I really got bummed out. I think I'm fighting depression yet again, considering my sleeping schedule. I hate sleeping so late, I never feel like I get anything done.
The kids both have summer school so here I go again, flipping back on a day schedule.
I've also been debating on how to include more activity. Truth is, the thought of going to the gym and riding the bike doesn't exactly trip my trigger. I figure I can find something that I can do that's fun instead, so I don't dread it and inevitably avoid it.
I'll figure it out. I'm also going to go to a doctor as soon as we get the cards so I can deal with this depression/social anxiety stuff.
Got too much to do to hide in a corner and lick my wounds.
I've come too far to turn back now.
4 comments:
I've been there all too often. Chin up, Ginger.

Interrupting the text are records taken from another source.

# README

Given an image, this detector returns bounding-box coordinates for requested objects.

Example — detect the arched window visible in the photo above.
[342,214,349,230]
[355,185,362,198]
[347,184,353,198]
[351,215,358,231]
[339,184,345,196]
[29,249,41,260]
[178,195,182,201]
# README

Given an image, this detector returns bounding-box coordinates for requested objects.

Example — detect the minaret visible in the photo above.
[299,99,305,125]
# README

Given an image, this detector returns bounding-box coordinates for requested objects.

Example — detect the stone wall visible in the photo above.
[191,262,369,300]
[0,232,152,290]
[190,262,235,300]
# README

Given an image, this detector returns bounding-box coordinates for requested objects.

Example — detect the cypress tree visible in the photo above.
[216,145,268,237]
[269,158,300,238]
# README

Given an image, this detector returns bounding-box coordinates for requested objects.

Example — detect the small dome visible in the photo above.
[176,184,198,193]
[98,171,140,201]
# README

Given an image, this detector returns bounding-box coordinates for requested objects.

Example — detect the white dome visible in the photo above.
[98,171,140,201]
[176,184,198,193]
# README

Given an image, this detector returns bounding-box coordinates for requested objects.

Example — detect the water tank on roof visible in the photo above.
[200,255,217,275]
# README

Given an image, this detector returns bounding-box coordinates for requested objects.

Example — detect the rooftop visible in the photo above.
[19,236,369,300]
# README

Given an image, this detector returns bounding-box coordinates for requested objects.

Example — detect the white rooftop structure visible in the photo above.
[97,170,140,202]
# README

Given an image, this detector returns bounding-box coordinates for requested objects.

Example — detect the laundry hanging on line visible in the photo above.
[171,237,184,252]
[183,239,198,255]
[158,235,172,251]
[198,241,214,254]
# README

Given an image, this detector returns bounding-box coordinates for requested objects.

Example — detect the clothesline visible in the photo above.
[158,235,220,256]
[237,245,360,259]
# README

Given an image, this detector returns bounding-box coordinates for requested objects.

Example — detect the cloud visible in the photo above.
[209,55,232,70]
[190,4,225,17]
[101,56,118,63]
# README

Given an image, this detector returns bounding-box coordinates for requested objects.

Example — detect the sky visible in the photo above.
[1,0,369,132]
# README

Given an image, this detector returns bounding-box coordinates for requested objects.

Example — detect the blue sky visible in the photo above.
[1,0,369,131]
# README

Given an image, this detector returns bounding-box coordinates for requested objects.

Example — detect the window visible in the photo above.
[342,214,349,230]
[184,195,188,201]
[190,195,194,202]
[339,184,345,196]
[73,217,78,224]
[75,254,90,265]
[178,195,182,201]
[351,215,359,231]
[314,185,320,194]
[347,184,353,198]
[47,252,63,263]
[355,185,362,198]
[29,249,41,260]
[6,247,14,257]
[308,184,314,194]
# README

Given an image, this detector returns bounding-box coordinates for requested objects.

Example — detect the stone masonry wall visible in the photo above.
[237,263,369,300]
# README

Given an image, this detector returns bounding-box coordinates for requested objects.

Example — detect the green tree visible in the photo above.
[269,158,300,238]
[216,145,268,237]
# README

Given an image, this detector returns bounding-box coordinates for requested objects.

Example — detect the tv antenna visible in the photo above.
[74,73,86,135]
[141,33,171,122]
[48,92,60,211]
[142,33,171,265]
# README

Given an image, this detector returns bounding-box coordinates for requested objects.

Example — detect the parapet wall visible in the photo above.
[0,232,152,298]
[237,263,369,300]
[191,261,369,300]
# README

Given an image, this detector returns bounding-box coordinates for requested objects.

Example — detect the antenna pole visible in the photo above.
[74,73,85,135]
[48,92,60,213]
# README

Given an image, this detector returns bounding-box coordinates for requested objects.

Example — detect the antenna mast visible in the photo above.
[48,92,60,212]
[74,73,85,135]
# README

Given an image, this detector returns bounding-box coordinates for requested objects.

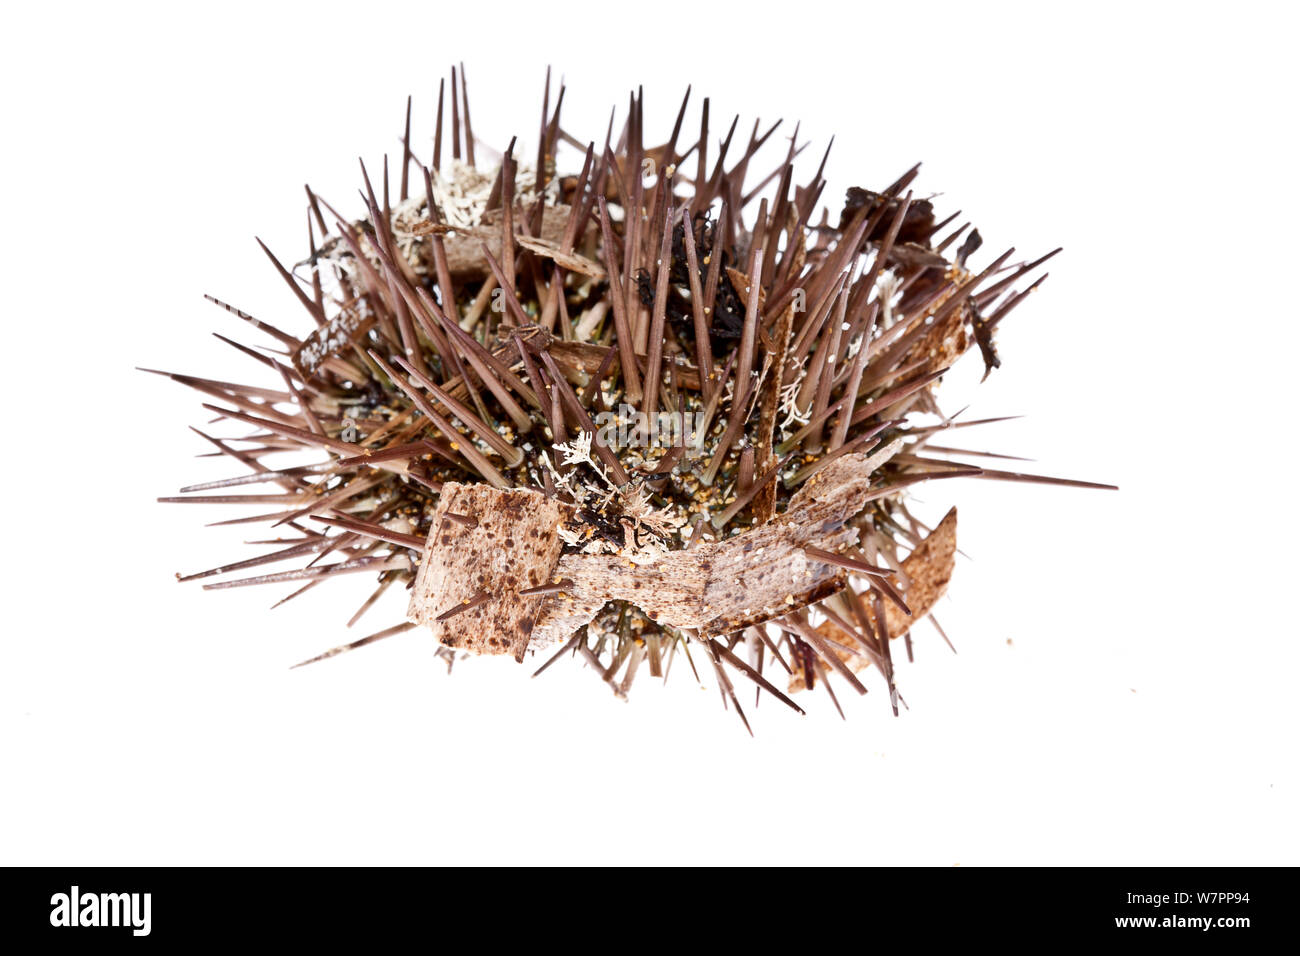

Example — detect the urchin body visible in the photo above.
[155,68,1107,724]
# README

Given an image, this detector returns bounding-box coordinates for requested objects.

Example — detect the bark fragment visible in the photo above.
[407,482,575,661]
[531,446,904,646]
[791,507,958,691]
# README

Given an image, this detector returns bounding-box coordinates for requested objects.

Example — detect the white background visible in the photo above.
[2,1,1296,865]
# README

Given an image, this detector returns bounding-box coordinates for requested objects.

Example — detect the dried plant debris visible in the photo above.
[152,67,1114,726]
[792,507,957,692]
[409,483,576,661]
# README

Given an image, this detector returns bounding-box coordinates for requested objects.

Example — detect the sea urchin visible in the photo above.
[151,67,1112,728]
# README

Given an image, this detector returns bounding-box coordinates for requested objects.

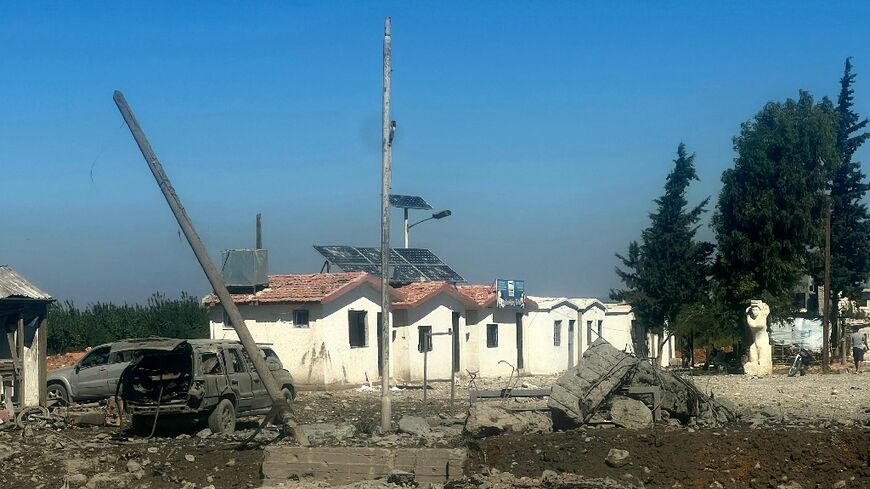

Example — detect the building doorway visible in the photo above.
[568,319,576,368]
[376,312,383,378]
[452,312,461,372]
[515,312,524,370]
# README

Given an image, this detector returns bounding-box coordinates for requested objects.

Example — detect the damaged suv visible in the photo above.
[118,338,295,434]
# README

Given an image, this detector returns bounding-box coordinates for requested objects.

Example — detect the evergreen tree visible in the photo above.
[830,58,870,306]
[612,144,714,355]
[713,91,840,334]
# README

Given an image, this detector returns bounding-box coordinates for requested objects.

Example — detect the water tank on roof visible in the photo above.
[221,249,268,289]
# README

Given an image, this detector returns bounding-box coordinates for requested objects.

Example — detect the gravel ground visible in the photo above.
[694,372,870,421]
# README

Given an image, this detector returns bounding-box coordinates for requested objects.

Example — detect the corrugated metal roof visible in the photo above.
[0,265,53,301]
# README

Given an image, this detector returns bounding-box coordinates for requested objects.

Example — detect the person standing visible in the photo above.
[851,330,868,373]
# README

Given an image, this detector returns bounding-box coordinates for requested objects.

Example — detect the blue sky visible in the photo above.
[3,2,869,305]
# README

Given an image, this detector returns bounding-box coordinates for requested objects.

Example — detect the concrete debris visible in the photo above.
[397,415,431,436]
[605,448,631,468]
[299,422,357,442]
[608,396,653,430]
[464,403,551,438]
[386,469,416,485]
[549,339,735,428]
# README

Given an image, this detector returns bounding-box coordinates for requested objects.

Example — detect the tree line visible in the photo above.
[613,58,870,362]
[47,292,209,354]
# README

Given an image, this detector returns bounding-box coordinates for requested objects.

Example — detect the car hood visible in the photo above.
[47,365,75,381]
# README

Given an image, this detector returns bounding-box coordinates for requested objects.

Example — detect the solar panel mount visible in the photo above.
[314,245,465,283]
[389,194,432,210]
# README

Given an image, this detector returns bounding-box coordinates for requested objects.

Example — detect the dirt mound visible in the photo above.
[47,351,86,370]
[468,426,870,488]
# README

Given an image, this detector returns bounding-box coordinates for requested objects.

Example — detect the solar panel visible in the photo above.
[389,194,432,210]
[314,245,465,283]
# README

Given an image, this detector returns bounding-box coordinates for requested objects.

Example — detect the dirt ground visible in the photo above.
[469,426,870,488]
[4,371,870,488]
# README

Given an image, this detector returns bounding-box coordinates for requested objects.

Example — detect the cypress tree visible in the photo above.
[613,144,713,357]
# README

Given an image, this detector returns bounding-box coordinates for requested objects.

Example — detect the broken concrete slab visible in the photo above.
[549,338,735,428]
[397,415,431,436]
[464,403,552,438]
[609,396,653,430]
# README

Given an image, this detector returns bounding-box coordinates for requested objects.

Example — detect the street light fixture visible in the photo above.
[389,194,452,248]
[406,210,452,247]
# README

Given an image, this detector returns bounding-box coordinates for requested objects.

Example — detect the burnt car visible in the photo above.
[117,338,295,434]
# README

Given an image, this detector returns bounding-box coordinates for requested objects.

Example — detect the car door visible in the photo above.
[223,347,254,411]
[242,349,271,410]
[105,349,135,398]
[75,346,111,400]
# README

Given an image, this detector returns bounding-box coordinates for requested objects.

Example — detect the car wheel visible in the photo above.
[47,383,69,405]
[281,386,295,403]
[208,399,236,434]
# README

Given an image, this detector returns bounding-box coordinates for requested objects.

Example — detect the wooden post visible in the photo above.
[38,314,48,407]
[823,201,832,371]
[379,16,393,433]
[113,91,295,431]
[17,313,24,406]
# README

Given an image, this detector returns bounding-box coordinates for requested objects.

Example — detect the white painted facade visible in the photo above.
[392,294,467,382]
[465,308,527,378]
[600,303,636,353]
[524,299,581,375]
[209,284,388,389]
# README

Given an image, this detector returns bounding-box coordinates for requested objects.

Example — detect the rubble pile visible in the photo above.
[549,339,735,429]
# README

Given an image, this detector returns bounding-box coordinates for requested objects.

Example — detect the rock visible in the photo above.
[609,396,653,430]
[184,454,195,462]
[464,404,526,438]
[0,442,16,461]
[387,469,415,485]
[196,428,213,439]
[398,415,431,436]
[833,482,846,489]
[776,482,802,489]
[605,448,630,468]
[125,460,141,473]
[299,422,357,441]
[68,473,88,486]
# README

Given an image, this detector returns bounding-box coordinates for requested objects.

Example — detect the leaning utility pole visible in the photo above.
[823,200,832,371]
[113,91,299,438]
[379,17,393,433]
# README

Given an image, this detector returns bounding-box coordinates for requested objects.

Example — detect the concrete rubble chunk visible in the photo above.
[464,403,551,438]
[398,415,431,436]
[609,395,653,430]
[549,338,735,427]
[387,469,416,485]
[299,422,357,441]
[605,448,630,468]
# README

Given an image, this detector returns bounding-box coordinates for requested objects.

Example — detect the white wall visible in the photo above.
[209,284,387,389]
[580,305,608,354]
[392,294,467,382]
[601,309,635,353]
[524,305,579,375]
[467,308,526,378]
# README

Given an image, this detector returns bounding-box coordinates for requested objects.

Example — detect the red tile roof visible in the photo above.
[457,284,497,308]
[456,283,539,309]
[203,272,393,306]
[393,281,477,309]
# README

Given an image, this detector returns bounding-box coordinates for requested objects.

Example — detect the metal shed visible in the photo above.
[0,265,53,408]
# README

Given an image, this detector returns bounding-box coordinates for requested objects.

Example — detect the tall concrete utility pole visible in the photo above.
[379,17,393,433]
[113,91,298,437]
[823,200,832,371]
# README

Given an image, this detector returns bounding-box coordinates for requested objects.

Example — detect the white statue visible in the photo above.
[743,300,772,376]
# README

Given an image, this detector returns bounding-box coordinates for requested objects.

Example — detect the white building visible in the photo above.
[524,298,581,375]
[205,272,399,389]
[391,281,475,383]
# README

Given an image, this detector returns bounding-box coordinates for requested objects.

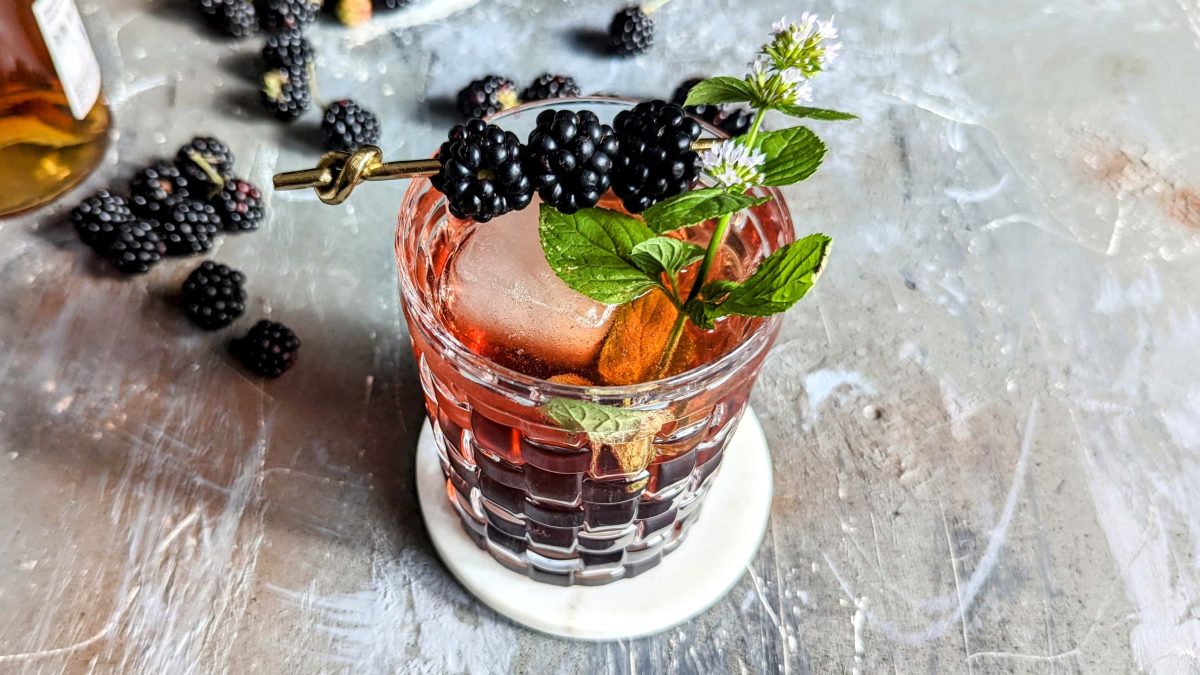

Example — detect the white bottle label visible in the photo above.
[31,0,102,120]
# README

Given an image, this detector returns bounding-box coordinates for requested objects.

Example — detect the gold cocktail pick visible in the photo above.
[272,138,721,205]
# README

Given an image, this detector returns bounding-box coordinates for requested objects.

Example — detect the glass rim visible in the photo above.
[397,97,790,402]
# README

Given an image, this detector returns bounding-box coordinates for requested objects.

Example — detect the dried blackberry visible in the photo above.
[130,161,191,219]
[176,136,236,188]
[608,6,653,56]
[261,67,311,121]
[321,99,381,152]
[456,75,519,119]
[194,0,259,38]
[521,74,581,102]
[671,78,754,137]
[431,118,532,222]
[208,178,264,231]
[611,100,701,213]
[258,0,319,32]
[262,27,312,74]
[182,261,246,330]
[70,190,133,250]
[232,319,300,377]
[155,200,222,256]
[104,221,165,274]
[524,109,618,214]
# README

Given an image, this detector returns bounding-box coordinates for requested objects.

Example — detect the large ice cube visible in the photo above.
[442,198,617,369]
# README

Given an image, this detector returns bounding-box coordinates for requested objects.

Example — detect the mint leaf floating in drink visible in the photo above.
[542,398,665,474]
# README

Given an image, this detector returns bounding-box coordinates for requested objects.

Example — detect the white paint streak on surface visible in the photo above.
[802,370,875,418]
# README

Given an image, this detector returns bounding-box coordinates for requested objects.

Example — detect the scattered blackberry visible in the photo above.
[258,0,319,32]
[70,190,133,250]
[431,118,533,222]
[374,0,413,9]
[194,0,259,38]
[182,261,246,330]
[335,0,371,25]
[261,68,311,122]
[262,28,312,74]
[231,319,300,378]
[524,109,619,214]
[611,100,702,213]
[155,200,222,256]
[607,6,653,56]
[208,178,264,231]
[456,76,519,119]
[176,136,236,188]
[671,78,754,137]
[129,162,191,219]
[521,74,582,102]
[104,221,164,274]
[322,99,381,152]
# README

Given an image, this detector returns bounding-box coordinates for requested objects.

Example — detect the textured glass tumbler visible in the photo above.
[397,99,794,586]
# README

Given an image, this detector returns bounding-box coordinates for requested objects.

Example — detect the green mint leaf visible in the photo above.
[713,233,831,317]
[642,188,771,233]
[747,126,826,187]
[682,298,717,330]
[542,398,663,444]
[683,76,756,106]
[777,105,858,121]
[630,237,705,278]
[701,279,739,299]
[538,204,658,304]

Press on because you're worth it!
You have come a long way!! I'm very proud of you and have full faith that you will not hide in a corner, but come out fighting with the bell :) I love you, Jeff
http://pointclickjeff.blogspot.com/
You have come too far to give in, now...glad you are going to the doctor. I hope you feel better and get back on track, soon...JAE
Ok Gin ... WWSPD? ;)
We know what demons he fought. Fight on friend!